Have you developed an idea for an app or other tool, created a demo or started working on a product? It is worth thinking about the legal aspects and securing the rights of the founding company to such results, so that it can safely market the target product you are developing.

Creativity of the founders at an early stage

It is not uncommon for a start-up to have a proof of concept, a demo, some product code, an interface design, a name, a brand and perhaps even a range of marketing materials. Often, when you talk to your first customer or investor and pitching your idea, the company does not yet exist or you have only just started to set it up. In order to ensure that the business can actually be run independently by the company and to avoid future problems, it is important to ensure that the company owns the rights to the product and all the materials created with it. This includes those created before the company was established as well as those created during its operation.

So what needs to be considered when deciding to set up a company to market a product?

  • What the founders, the creators of a start-up, create in the initial stages of work on a product (code, interface, graphics, documentation, logo or even the original name) will most often be a work in the sense of the copyright law. If you have worked as a team on these results, you will often have joint rights to them. The mere creation of a company by the founders does not mean that the company takes over these rights. Only if you transfer them to the company on the basis of an agreement will the company actually own the rights and be able to transfer or license the product to market it.
  • The transfer of intellectual property rights requires a written agreement on pain of invalidity. This means that oral or implied agreements in this regard cannot cause the company to acquire rights in such material. Implicitly, the company may be able to acquire a non-exclusive licence from you, but without specific agreements, this will be a very limited right, allowing the company to use the work for a period not exceeding 5 years, without the right to grant sub-licences and territorially restricted. This form of entitlement will not allow the company to operate in a viable manner, including entering into contracts with customers.
  • You may transfer the copyright to the product or other materials to the company as a contribution in kind, i.e. as a contribution in exchange for shares, stocks or rights of a partner in the company. The transfer of rights to the company is then made on a non-cash basis. It should be noted that a contribution in kind is not possible if the company is formed via the Internet (S24). However, if you have formed your company in this way, you can still make a contribution in kind when increasing the share capital of a limited company or when increasing the capital of a partnership. However, such a contribution in kind will mean that the company can no longer be operated under the S24 system.
  • If you want the company to buy back the copyright from you, you will need to enter into a written sale agreement and provide for a market price in such an agreement. The company must have sufficient funds for such a transaction so that it does not become heavily indebted in its first period of operation.
  • The founders are often also the main creators who develop the product or brand after the company is established. Start-ups hire employees and collaborators, but it is equally important that the company has appropriate agreements with the founders – the shareholders. New products or modifications to existing products or materials created by the founders should be covered by their contracts with the company (whether employment, service or B2B contracts).

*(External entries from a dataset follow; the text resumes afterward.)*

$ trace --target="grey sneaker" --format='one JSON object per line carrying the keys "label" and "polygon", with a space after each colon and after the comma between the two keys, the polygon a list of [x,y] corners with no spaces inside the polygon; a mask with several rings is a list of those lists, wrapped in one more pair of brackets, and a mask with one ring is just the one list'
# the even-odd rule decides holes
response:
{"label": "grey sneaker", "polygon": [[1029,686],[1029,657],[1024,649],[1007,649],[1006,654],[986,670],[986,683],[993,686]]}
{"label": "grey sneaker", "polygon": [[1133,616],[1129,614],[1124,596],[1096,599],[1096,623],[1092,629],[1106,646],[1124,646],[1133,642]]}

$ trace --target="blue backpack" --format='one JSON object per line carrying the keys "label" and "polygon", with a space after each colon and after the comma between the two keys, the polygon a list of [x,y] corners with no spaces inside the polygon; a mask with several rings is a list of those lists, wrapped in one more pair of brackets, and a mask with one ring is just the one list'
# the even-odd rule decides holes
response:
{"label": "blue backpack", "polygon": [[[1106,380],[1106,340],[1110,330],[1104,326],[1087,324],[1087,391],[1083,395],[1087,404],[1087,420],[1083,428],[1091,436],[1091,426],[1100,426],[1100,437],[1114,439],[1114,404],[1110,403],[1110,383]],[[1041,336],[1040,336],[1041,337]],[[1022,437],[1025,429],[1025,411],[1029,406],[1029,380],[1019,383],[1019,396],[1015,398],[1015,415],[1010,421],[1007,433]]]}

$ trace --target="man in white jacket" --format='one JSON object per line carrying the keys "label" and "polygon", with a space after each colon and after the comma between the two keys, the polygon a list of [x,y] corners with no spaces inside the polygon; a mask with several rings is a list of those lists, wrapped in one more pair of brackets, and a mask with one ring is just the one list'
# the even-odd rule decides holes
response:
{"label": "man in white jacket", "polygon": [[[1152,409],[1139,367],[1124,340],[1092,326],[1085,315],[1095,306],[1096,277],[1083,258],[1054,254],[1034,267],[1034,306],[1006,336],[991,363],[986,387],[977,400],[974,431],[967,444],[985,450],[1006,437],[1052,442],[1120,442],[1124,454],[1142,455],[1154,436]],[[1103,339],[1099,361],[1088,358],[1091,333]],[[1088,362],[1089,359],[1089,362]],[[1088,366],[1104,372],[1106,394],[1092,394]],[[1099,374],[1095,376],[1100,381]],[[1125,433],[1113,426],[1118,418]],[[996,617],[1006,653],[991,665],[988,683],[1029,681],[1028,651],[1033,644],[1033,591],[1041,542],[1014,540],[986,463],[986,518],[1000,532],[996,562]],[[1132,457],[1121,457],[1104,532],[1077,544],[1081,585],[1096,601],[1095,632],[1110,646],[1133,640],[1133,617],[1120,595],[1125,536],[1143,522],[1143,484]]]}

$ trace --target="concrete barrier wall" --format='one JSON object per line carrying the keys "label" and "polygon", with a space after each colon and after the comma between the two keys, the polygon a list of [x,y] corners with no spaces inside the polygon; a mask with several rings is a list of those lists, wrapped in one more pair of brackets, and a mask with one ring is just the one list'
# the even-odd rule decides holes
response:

It should be borne in mind that failure to address these issues may result in the company entering into contracts with the customer that do not effectively license or assign rights to the customer, providing incomplete or false information to the investor or bank from which it obtains financing, or illegally registering a trademark. Such shortcomings often come to light years down the line, for example, when a contract is signed with a larger customer – a corporation that has detailed procedures for vetting software suppliers – or when a new investor vets the company. Not all of these shortcomings in a start-up’s “youth” can be corrected later. In this case, an ounce of prevention is worth a pound of cure.